I’ve wanted tattoos for as long as I can remember, but it wasn’t until this year that I finally felt like I could make good decisions about what I’d permanently put on my body.
At first, I thought maybe I was too old, but when I asked my friends who have lots of tattoos what they thought, they all said that waiting until I was in my 40s was a great idea, because it means I won’t ever have to reckon with an unfortunate decision made during Spring Break in my 20s. That reassurance, coupled with me dedication to not-fuck-giving about what random people think, was all it took for me to go ahead and get some artwork to live on my body.
First, I got Anne’s heartbeat tattooed on my left forearm. She wrote a lovely story about it on her blog, which I encourage you to read (in fact, even though I’m a little biased, I think everything she writes on her blog is pretty great, and worth your time.)
I wanted her heartbeat because I wanted to carry part of her with me wherever I went. I wanted her heartbeat on my left arm because I’m left handed, and I felt that it symbolized her guiding me. I wanted it on the inside of my arm, because I wanted to be able to look at it whenever I thought about her, and I wanted to be able to lay her heartbeat against mine whenever I missed her.
It was quick and easy and before my artist was even finished with it, I was making plans for another. They say you’ll either have a single tattoo, or a whole bunch of them, and I see myself landing squarely in the latter category.

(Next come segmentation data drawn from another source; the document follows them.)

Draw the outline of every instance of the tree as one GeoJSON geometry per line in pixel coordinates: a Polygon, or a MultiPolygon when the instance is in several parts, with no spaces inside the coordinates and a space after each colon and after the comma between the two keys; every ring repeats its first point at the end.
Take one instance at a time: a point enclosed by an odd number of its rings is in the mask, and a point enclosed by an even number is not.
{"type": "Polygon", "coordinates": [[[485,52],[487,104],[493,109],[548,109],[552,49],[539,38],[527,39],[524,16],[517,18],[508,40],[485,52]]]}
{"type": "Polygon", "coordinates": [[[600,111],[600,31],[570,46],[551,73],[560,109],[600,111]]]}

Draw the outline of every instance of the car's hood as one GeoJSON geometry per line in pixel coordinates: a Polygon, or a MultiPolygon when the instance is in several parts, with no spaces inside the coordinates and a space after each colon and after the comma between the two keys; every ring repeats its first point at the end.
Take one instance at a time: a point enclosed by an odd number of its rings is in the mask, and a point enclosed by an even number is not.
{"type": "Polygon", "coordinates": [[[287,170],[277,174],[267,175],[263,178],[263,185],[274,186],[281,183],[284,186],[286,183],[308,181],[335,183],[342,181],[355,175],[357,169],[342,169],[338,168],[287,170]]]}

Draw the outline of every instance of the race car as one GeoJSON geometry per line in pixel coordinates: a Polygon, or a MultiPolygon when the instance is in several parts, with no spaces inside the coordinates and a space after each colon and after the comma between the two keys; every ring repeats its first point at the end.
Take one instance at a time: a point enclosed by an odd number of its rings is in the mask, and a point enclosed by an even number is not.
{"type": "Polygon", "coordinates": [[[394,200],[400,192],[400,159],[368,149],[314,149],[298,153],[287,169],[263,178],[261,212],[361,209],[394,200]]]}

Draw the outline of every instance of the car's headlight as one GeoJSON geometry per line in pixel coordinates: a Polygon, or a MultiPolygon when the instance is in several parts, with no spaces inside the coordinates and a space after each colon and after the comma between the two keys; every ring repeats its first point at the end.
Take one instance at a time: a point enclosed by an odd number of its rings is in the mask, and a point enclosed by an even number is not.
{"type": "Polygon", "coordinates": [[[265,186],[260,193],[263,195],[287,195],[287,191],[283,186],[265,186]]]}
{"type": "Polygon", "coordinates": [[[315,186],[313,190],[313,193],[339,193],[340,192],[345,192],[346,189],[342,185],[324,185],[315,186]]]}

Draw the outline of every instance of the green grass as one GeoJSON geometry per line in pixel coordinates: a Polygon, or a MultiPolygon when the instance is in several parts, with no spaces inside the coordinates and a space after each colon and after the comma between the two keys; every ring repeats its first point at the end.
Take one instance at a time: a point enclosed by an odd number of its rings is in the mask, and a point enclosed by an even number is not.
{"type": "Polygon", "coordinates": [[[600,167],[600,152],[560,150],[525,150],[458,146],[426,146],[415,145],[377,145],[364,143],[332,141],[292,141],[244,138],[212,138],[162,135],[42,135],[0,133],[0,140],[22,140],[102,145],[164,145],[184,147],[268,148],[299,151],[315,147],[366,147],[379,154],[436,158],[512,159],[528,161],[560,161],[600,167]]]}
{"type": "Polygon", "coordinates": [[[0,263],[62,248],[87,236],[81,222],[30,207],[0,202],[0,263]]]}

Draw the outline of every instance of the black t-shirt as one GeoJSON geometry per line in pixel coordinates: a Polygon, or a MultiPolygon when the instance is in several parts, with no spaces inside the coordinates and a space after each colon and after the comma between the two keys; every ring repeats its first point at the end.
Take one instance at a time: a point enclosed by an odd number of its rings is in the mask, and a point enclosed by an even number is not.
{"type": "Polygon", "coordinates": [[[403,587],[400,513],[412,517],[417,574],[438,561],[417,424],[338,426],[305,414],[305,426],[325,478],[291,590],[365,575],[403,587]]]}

A few months later, I went back to see Kim, my artist, and started work on a fairly large octopus piece on my right forearm. There are a lot of reasons that I wanted an octopus, but they’re personal and I’m keeping them to myself. I will allow this: the octopus is amazing, and the more I learn about it, the more I love it.
It took three sessions, for a total of about six hours, to finish her (I don’t know why, but I know that the octopus I have on my arm is female) and when she was finally finished, I felt like she needed a name.

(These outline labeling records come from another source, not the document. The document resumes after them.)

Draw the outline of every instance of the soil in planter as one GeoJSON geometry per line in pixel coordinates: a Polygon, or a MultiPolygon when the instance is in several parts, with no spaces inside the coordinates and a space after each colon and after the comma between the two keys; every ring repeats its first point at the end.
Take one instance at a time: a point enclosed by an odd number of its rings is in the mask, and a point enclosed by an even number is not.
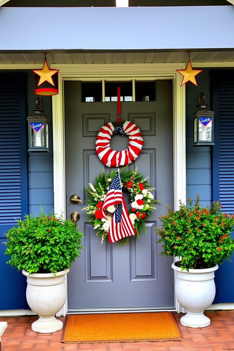
{"type": "MultiPolygon", "coordinates": [[[[176,261],[176,262],[175,262],[174,264],[176,267],[180,267],[182,265],[181,261],[176,261]]],[[[215,265],[214,263],[212,264],[211,265],[209,265],[207,262],[204,262],[202,259],[201,259],[199,261],[195,262],[193,265],[193,268],[194,269],[205,269],[206,268],[210,268],[212,267],[214,267],[215,265]]]]}

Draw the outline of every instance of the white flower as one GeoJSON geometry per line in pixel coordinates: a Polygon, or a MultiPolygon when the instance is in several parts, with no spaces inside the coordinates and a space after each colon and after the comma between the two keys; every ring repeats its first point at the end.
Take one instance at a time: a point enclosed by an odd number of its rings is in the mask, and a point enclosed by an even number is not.
{"type": "Polygon", "coordinates": [[[106,232],[109,230],[109,227],[110,226],[110,224],[108,222],[105,222],[102,227],[102,229],[106,231],[106,232]]]}
{"type": "Polygon", "coordinates": [[[141,200],[143,197],[144,196],[142,194],[137,194],[134,198],[136,201],[137,200],[139,200],[139,199],[141,200]]]}
{"type": "Polygon", "coordinates": [[[154,196],[152,194],[151,194],[151,193],[149,192],[149,199],[154,198],[154,196]]]}
{"type": "Polygon", "coordinates": [[[133,225],[134,225],[134,223],[136,218],[136,216],[135,213],[130,213],[129,215],[129,218],[130,218],[130,220],[132,222],[132,224],[133,225]]]}
{"type": "Polygon", "coordinates": [[[95,192],[96,192],[97,191],[95,189],[95,188],[94,187],[94,186],[91,183],[89,183],[88,185],[93,191],[95,191],[95,192]]]}
{"type": "Polygon", "coordinates": [[[133,201],[133,202],[132,202],[131,206],[132,208],[136,208],[137,210],[142,210],[145,207],[145,205],[143,204],[143,205],[138,205],[136,201],[133,201]]]}
{"type": "Polygon", "coordinates": [[[107,207],[106,210],[108,212],[109,212],[110,213],[113,213],[115,211],[115,206],[114,206],[113,205],[111,205],[110,206],[107,207]]]}

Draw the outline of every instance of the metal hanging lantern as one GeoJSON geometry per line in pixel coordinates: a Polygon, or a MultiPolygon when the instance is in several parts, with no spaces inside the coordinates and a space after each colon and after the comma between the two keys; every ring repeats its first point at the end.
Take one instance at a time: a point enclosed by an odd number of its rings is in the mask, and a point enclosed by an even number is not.
{"type": "Polygon", "coordinates": [[[205,101],[204,93],[199,94],[199,103],[193,118],[193,146],[209,146],[214,143],[213,117],[214,112],[210,111],[205,101]]]}
{"type": "Polygon", "coordinates": [[[49,152],[48,135],[48,123],[49,121],[43,115],[44,111],[41,107],[40,98],[36,98],[33,112],[32,116],[29,116],[27,119],[28,128],[28,151],[49,152]]]}

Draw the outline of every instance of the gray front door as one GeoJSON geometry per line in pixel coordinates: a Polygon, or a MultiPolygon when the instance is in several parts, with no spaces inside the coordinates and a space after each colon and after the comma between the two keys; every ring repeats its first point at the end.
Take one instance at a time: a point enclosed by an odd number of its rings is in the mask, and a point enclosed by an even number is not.
{"type": "MultiPolygon", "coordinates": [[[[81,102],[81,87],[80,81],[65,82],[67,217],[73,211],[80,213],[77,225],[84,234],[85,247],[68,274],[69,310],[173,307],[173,259],[159,256],[161,245],[154,243],[158,216],[165,213],[167,205],[173,206],[171,81],[157,81],[156,101],[121,102],[122,119],[136,124],[144,141],[141,152],[129,167],[137,166],[138,172],[149,177],[148,183],[156,188],[155,197],[162,202],[146,219],[147,234],[143,232],[139,239],[131,238],[127,245],[119,247],[108,239],[101,245],[86,211],[81,211],[85,204],[69,201],[73,194],[87,199],[85,186],[103,169],[109,172],[96,155],[95,141],[101,127],[116,120],[116,102],[81,102]]],[[[115,135],[111,142],[114,150],[124,150],[128,138],[115,135]]]]}

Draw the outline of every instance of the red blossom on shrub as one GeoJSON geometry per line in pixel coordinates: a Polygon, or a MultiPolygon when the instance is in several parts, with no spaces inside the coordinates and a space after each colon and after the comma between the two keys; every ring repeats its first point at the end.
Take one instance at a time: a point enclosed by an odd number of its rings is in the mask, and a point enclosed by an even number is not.
{"type": "Polygon", "coordinates": [[[101,219],[101,218],[104,218],[101,210],[97,210],[96,211],[95,211],[94,214],[96,218],[101,219]]]}
{"type": "Polygon", "coordinates": [[[98,208],[101,208],[103,206],[103,202],[102,201],[99,201],[97,204],[97,207],[98,208]]]}
{"type": "Polygon", "coordinates": [[[143,189],[145,189],[145,187],[142,183],[138,183],[138,185],[141,190],[143,190],[143,189]]]}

“What are you going to name her?” Kim asked me as she put a bandage on my arm.
Maybe it was the endorphins talking, because I’m a pretty sciencey, skeptical, get-your-woo-bs-out-my-face-because-SCIENCE! guy, but I said, “I’m not sure, but she’ll tell me when she’s ready.”
A few weeks went by, and I tried out different names for her, but nothing felt right. Maybe naming her was a silly thing to do, like when I named my neato robot vacuum “Dobby”, and then felt terrible when I kicked it in the dark, and it shook side to side like I’d hurt it (it was making sure that he — it. It. Not he, it — was still connected to its charging station).
But one day, I think during Comicon, I was walking with my friend, Joseph Scrimshaw, and he asked me if she had a name.
“Not yet,” I told him, “but I decided that she’ll tell me what it is, when she’s ready to name herself.”
I had no endorphin excuse, this time, but after several weeks, giving her a name had become A Thing.
The words came out of my mouth, and a name popped into my head. It was not a name I ever would have chosen, but it was there, all the same.
“She kind of looks like she should be called ‘Gloria’,” he said.
Gloria was the name that had popped into my head, two seconds earlier.
“Okay, this is weird, but not only is that a name I’d never choose on my own, but it’s the name that popped into my head just before you said it. So I guess her name is Gloria.”
I don’t know what it means, I don’t know why I chose it, I realize that we could have heard or seen or otherwise subconsciously had something happen around us that made that name land on us at the same time, but whatever the rational explanation, the idea that this ink on my arm, which is in the shape of an octopus, assigned a name to itself — to herself — is cool to me, so I accept it.
Today, I went in to see Kim, to get Gloria some touch ups. When I was done, she looked like this:
Eventually, I’m going to get my right arm sleeved. I talked with Kim about some of my ideas today, and we’ll probably get to work on them next month.